Two facts make WebRTC a real standard rather than one vendor's product, and both matter when you are betting a learning platform on it. First, the browser side is a formal web standard: WebRTC 1.0 is a World Wide Web Consortium (W3C) Recommendation, finalized on 26 January 2021, which defines the JavaScript interfaces every browser exposes for real-time media (W3C, "WebRTC 1.0: Real-Time Communication Between Browsers," Recommendation, 2021). Second, the network side is a stack of internet protocols specified by the Internet Engineering Task Force (IETF); the umbrella overview is RFC 8825, "Overview: Real-Time Protocols for Browser-Based Applications" (IETF, 2021). Because both halves are open standards, no single company can take WebRTC away from you, and any compliant browser can join your class.
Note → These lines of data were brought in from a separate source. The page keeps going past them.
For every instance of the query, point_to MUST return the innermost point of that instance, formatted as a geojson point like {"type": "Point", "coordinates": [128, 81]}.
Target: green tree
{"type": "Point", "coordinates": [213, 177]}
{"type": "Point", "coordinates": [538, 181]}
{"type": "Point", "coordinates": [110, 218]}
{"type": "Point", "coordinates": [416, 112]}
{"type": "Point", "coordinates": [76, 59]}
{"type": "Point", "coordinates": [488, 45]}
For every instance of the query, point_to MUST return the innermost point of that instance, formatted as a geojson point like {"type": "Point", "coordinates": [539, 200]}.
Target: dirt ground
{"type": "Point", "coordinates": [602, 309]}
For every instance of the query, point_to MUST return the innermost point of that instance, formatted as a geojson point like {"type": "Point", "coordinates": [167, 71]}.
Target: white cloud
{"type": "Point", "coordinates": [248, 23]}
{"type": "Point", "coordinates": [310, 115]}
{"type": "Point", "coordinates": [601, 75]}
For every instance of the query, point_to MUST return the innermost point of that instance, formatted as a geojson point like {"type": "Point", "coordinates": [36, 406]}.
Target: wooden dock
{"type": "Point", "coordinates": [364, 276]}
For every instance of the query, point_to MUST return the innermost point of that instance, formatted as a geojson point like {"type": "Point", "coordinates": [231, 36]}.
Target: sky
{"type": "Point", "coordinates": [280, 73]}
This article does not re-derive how those protocols work — that is the job of the Video Streaming section. When you need the internals — how two browsers find each other, how media is encrypted, how a server fans one video out to many viewers — read WebRTC explained and SFU, MCU, and mesh topologies. Here we stay on one question: why is WebRTC the right engine for a live class, and what are the classroom-specific traps?

Why WebRTC Won Real-Time Learning

Three properties, in order of importance to teaching.

1. Sub-second latency makes a class feel live

The word that matters here is latency — the delay between something happening at one end and being seen at the other. For a broadcast, a few seconds of delay is invisible; you are watching, not talking. For teaching, delay is poison. When an instructor asks "any questions?" and waits, a half-second lag turns into awkward cross-talk and dead air; when a learner answers and the instructor reacts a beat late, the back-and-forth that makes a class feel alive falls apart.

Put the number in human terms. WebRTC targets glass-to-glass delay — camera lens to the other person's screen — of well under a second, typically a few hundred milliseconds on a healthy connection, and production systems regularly report under 150 milliseconds through a media server. A 200-millisecond round trip feels like a normal conversation. A 2-second delay feels like a satellite phone call where everyone keeps interrupting. That gap is exactly the difference between WebRTC and the broadcast-style protocols (such as HLS, the protocol most on-demand video uses) that carry 5 to 30 seconds of delay. For the interactive parts of a class — discussion, hand-raising, cold-calling, live problem-solving — WebRTC's sub-second budget is not a nice-to-have; it is the reason the class works at all.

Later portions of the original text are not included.